September 28, 2022 at 11:45 AM
8 minute read
Congress enacted the America Invents Act in 2011 and ushered in a new era of adversarial proceedings in the Patent and Trademark Office (PTO). These proceedings, the inter partes review (IPR) and the post-grant review (PGR), are challenges to the validity of one or more claims in a single patent. Once a petitioner meets the statutory standards for institution of a "trial" before the PTO's Patent Trial and Appeal Board (PTAB), that would seem to be the end of the institution story and the beginning of an administrative determination of the patentability of the challenged claims. See 35 U.S.C. Sections 314, 324. But that is not always the case because the PTO director has discretion to deny institution. See Cuozzo Speed Technologies v. Lee, 579 U.S. 261, 273 (2016) ("And the agency's decision to deny a petition is a matter committed to the Patent Office's discretion.") This article is directed to such discretionary denials, and the difficulties arising from the lack of denial standards and from the gamesmanship of counsel, and the pending movement toward rulemaking to alleviate these concerns.

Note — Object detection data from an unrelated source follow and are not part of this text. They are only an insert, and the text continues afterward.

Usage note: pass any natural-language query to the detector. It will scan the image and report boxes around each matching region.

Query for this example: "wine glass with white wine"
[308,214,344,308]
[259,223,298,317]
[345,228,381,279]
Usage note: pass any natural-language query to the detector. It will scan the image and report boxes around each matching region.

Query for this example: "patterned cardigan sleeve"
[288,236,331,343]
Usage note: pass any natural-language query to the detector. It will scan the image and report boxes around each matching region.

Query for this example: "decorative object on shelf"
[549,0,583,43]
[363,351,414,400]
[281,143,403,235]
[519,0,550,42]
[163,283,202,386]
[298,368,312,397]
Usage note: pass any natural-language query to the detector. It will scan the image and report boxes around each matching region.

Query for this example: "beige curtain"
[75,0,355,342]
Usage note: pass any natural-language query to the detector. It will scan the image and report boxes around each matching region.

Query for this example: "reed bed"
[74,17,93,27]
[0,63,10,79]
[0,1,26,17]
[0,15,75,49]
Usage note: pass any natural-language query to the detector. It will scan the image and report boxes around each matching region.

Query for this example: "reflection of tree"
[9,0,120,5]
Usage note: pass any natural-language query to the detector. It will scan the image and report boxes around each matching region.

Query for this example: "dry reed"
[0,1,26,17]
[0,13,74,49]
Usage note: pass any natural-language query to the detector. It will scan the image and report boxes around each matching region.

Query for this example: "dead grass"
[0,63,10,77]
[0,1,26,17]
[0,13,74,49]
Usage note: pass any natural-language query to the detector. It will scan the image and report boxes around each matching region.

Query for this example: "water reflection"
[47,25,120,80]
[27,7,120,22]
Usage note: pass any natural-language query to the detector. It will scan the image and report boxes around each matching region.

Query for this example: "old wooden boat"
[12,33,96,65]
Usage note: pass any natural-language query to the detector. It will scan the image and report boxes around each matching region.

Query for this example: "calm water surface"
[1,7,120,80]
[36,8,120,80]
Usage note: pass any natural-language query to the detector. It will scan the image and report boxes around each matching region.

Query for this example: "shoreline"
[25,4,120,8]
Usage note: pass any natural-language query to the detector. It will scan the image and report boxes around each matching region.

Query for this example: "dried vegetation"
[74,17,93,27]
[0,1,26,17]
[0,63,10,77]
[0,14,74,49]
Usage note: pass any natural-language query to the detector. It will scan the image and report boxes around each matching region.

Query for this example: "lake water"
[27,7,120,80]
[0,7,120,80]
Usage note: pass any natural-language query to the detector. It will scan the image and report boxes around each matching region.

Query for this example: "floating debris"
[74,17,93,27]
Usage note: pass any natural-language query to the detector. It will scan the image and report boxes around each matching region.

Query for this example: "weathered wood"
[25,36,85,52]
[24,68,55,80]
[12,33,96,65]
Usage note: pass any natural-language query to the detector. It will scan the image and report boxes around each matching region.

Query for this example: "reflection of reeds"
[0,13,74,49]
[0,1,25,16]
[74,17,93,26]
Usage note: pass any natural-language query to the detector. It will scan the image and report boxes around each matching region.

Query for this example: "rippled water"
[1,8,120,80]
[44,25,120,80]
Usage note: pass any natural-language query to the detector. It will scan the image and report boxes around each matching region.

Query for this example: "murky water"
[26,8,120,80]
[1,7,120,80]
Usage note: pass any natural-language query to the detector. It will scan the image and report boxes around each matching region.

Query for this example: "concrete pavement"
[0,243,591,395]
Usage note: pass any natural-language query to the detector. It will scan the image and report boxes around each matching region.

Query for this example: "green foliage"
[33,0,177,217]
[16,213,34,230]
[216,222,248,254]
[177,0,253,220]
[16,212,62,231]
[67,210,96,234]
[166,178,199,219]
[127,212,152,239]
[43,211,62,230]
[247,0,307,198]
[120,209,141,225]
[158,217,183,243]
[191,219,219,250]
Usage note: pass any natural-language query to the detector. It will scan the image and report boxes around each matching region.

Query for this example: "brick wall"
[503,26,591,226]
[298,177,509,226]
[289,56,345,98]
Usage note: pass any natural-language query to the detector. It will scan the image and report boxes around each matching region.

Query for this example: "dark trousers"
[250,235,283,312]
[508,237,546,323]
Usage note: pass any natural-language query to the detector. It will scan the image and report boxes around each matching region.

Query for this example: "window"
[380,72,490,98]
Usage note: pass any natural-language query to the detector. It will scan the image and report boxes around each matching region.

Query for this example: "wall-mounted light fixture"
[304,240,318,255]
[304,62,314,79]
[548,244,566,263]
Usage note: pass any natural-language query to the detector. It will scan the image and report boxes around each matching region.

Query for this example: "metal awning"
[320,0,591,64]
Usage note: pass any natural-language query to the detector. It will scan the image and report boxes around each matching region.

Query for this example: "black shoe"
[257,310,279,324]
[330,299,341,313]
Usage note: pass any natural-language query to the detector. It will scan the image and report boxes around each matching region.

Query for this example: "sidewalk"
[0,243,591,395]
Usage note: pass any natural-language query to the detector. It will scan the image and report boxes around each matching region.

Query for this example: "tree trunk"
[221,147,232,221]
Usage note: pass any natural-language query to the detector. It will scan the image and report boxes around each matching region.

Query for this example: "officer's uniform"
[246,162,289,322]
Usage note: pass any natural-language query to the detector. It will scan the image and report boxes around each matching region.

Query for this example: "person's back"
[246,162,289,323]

But first, let's look back several years at a series of discretionary denials under the so-called NHK/Fintiv regime, two decisions designated precedential by the PTAB. In NHK Spring Co. v. Intri-Plex Technologies, IPR2018-00752, Paper No. 8 (Sept. 12, 2018), the panel noted the discretion not to institute when the same prior art or arguments are or were previously presented to the PTO arises from 35 U.S.C. Section 325(d). Id. at 11. For that analysis, the panel set forth six nonexclusive factors including the similarities and differences between the references, the cumulative nature of the arguments, the extent it was evaluated, the extent of overlap of the arguments, the sufficiency of arguments of examiner error, and "additional facts." The panel also rested its discretionary decision on the "advanced state" of a district court litigation and the upcoming trial date.